Michel Foucault has been a kind of godfather to progressive intellectuals since the 1960s, when he ousted Karl Marx as the de facto theoretical fountainhead for the academic left. According to Google Scholar, he is the single most cited author in academe. Foucault’s worldview has spread throughout the humanities and social sciences, and he is correctly viewed as the theoretical forebear of what its critics pejoratively call grievance studies. Women’s studies, critical theory, queer theory and a profusion of feminist fields, among others, all owe a heavy debt to Foucault. When some conservatives grumble about cultural Marxism, what they are often criticizing—without knowing it—is Foucauldian thought, as progressive scholars often point out. However, Foucault deserves a sympathetic treatment independently of the culture wars. I will focus here on the most relevant aspect of his work. This will doubtless do some violence to Foucault’s ideas, but to confine a text in order to assert power over it is a Foucauldian strategy anyway, as we will see.

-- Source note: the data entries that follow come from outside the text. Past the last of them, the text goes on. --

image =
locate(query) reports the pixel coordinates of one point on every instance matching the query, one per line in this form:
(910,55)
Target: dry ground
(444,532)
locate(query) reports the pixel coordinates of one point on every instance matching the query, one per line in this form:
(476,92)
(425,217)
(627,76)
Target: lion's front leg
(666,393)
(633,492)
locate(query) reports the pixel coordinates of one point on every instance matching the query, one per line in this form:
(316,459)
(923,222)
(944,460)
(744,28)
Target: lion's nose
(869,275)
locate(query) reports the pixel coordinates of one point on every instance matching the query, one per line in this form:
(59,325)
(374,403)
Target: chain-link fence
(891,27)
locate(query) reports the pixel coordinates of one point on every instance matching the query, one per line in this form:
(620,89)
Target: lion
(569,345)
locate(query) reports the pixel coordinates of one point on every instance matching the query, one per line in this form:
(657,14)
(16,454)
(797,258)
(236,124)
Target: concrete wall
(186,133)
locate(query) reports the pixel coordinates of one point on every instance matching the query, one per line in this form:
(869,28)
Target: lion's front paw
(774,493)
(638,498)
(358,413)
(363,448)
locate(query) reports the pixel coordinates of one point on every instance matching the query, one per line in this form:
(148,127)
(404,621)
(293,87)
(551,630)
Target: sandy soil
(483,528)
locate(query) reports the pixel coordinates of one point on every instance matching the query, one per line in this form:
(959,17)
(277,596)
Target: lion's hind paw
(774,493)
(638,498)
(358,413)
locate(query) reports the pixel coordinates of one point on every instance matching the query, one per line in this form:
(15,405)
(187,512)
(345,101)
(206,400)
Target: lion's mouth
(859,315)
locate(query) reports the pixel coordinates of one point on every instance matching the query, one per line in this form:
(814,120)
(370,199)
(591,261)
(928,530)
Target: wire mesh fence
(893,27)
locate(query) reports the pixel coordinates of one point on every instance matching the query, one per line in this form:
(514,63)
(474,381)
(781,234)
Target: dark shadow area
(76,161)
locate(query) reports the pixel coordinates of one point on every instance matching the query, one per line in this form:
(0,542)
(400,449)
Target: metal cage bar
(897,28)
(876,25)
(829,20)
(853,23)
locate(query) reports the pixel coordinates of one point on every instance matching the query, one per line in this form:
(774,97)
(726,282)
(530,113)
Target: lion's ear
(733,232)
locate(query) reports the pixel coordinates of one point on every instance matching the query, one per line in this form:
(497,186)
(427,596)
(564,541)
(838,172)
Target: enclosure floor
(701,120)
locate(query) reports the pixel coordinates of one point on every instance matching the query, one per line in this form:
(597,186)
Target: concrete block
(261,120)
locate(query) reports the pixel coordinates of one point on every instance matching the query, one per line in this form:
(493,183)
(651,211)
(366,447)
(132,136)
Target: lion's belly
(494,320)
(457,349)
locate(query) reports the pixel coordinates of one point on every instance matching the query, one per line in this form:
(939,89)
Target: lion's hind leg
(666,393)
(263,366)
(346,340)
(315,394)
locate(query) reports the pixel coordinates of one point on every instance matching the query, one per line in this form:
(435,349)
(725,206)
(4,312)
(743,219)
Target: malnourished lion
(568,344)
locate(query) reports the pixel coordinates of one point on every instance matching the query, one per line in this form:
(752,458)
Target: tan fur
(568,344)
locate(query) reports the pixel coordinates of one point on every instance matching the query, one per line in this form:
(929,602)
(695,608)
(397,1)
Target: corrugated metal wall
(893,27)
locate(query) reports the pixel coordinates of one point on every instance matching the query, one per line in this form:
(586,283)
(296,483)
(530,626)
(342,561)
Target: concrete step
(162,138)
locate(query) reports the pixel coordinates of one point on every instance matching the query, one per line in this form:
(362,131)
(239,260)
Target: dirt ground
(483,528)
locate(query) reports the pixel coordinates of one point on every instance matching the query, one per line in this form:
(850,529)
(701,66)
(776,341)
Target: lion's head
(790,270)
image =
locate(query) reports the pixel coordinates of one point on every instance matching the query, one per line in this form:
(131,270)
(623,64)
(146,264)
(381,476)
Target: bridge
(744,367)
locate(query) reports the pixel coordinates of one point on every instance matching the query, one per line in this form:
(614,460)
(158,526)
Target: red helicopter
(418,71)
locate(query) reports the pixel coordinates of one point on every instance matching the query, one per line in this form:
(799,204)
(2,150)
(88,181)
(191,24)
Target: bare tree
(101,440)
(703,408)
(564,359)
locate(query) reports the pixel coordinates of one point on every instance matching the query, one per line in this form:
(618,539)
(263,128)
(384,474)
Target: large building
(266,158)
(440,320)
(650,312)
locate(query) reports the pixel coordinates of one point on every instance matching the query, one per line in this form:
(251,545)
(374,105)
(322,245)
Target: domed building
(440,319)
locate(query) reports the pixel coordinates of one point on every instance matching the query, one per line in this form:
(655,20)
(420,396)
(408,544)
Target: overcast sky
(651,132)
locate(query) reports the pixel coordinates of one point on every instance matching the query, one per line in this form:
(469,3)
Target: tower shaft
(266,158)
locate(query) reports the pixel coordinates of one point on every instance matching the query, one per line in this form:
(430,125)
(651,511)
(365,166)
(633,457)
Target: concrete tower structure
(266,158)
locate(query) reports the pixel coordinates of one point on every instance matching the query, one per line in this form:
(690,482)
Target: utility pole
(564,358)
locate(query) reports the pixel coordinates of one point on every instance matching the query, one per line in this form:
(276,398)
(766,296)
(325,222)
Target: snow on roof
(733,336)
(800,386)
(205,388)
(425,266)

Now, while some ideological excesses can largely be traced back to Foucault, it would be a strategic error to ignore him completely because his work amounts, in part, to a technology of cultural conflict, which can be serviceable for correcting real problems. To understand what the Social Justice ideologues are doing, and how, it helps to understand Foucault.

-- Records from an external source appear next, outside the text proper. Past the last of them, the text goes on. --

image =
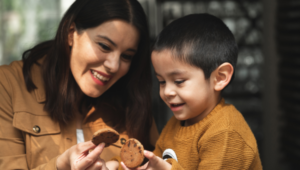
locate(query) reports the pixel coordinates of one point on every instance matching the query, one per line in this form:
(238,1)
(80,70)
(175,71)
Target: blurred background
(266,88)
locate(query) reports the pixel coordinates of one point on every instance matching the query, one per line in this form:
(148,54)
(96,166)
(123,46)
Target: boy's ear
(222,76)
(71,34)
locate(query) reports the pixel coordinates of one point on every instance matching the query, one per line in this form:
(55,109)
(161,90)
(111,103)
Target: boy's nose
(112,62)
(169,92)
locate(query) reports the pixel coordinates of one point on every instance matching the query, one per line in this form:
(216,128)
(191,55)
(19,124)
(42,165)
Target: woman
(94,74)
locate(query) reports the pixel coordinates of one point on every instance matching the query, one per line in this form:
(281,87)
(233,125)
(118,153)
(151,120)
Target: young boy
(194,59)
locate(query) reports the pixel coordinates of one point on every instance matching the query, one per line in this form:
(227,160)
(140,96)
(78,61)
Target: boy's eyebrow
(113,43)
(173,73)
(104,37)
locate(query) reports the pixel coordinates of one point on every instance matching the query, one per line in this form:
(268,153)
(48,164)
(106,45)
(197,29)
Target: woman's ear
(71,34)
(222,76)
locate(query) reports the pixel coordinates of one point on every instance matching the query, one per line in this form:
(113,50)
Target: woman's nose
(112,62)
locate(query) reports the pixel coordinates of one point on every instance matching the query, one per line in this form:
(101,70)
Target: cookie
(106,135)
(132,153)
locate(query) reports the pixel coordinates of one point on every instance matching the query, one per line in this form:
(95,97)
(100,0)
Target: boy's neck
(202,115)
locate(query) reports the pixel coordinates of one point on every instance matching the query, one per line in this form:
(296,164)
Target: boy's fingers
(152,158)
(90,158)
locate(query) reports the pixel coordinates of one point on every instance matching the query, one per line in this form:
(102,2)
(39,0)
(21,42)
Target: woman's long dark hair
(131,93)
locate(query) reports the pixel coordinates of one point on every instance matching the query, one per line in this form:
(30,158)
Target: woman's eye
(161,82)
(104,47)
(179,81)
(127,57)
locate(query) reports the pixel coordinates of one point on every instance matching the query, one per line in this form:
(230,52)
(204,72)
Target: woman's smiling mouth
(100,78)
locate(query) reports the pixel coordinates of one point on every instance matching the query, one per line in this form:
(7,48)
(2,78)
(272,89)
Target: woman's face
(100,56)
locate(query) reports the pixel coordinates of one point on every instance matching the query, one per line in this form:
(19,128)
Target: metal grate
(288,45)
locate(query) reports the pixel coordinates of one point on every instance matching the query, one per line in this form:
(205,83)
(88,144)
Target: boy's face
(183,87)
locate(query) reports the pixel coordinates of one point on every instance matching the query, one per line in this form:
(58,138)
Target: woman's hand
(78,157)
(154,162)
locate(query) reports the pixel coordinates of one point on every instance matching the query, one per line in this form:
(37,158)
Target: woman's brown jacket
(29,138)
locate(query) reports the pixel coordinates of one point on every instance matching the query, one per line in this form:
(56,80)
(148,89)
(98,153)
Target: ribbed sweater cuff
(175,164)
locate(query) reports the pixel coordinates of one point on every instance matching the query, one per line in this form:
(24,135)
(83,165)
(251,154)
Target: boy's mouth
(176,107)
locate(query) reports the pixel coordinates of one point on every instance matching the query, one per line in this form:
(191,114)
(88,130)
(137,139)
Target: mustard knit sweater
(222,140)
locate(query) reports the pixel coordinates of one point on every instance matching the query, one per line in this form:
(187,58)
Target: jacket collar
(37,78)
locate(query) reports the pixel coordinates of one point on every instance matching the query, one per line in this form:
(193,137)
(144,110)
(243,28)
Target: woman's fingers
(87,159)
(98,165)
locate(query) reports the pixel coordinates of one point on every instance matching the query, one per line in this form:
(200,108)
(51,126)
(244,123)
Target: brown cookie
(132,153)
(106,135)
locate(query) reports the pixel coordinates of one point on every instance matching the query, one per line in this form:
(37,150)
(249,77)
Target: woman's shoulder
(14,68)
(11,73)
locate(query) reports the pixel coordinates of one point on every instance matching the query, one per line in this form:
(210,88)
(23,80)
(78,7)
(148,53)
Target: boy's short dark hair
(201,40)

Paul-Michel Foucault was born in 1926, to an upper-middle-class family in Poitiers, France. His father was a surgeon: socially conservative, nominally Catholic and very strict. Michel was rebellious, independent, strong-willed and homosexual. In 1948, after he attempted suicide, he began consulting a psychiatrist at his father’s bidding. Much of Foucault’s work revolves around madness, punishment, confinement, psychology, sexuality and medicine, and he had a notable sympathy for marginalized groups, such as prisoners and madmen. Much of his work consists of critical history, or close skeptical examinations of historical texts. The Archaeology Of Knowledge, published in 1969, is a lucid, if dense, manifesto, which provides deep insights into the thinking of Foucault and those he influenced, which currently includes most of the humanist side of the academy.
Foucault’s basic method is to take a text and, studiously ignoring the truth or falsity of its claims, understand its use of words in terms of power, justification, authority and subjection. Rather than asking, is this true? or what reasoning led to this conclusion?, Foucault invites us to ask, who said this, on what authority, and what are they justifying? I call these the three Foucauldian questions.
Take the diagnosis of sluggish schizophrenia, a common political abuse of psychology in the Soviet Union. Political dissidents who could not be disappeared to a gulag were often confined to mental hospitals and diagnosed with various mental disorders, both to justify their continued confinement and to discredit them. When we read the term sluggish schizophrenia in Foucauldian terms, we would not say that it is a political abuse of psychology because it is false—since truth and falsehood are irrelevant to us. Instead, we assume that the use of this term was an outgrowth of institutional power. We don’t ask, were the patients really schizophrenic? but who said this, on what authority, and what was justified by saying this? The answers are, respectively, the Soviet psychiatrists, the Soviet government and the confinement of political dissidents.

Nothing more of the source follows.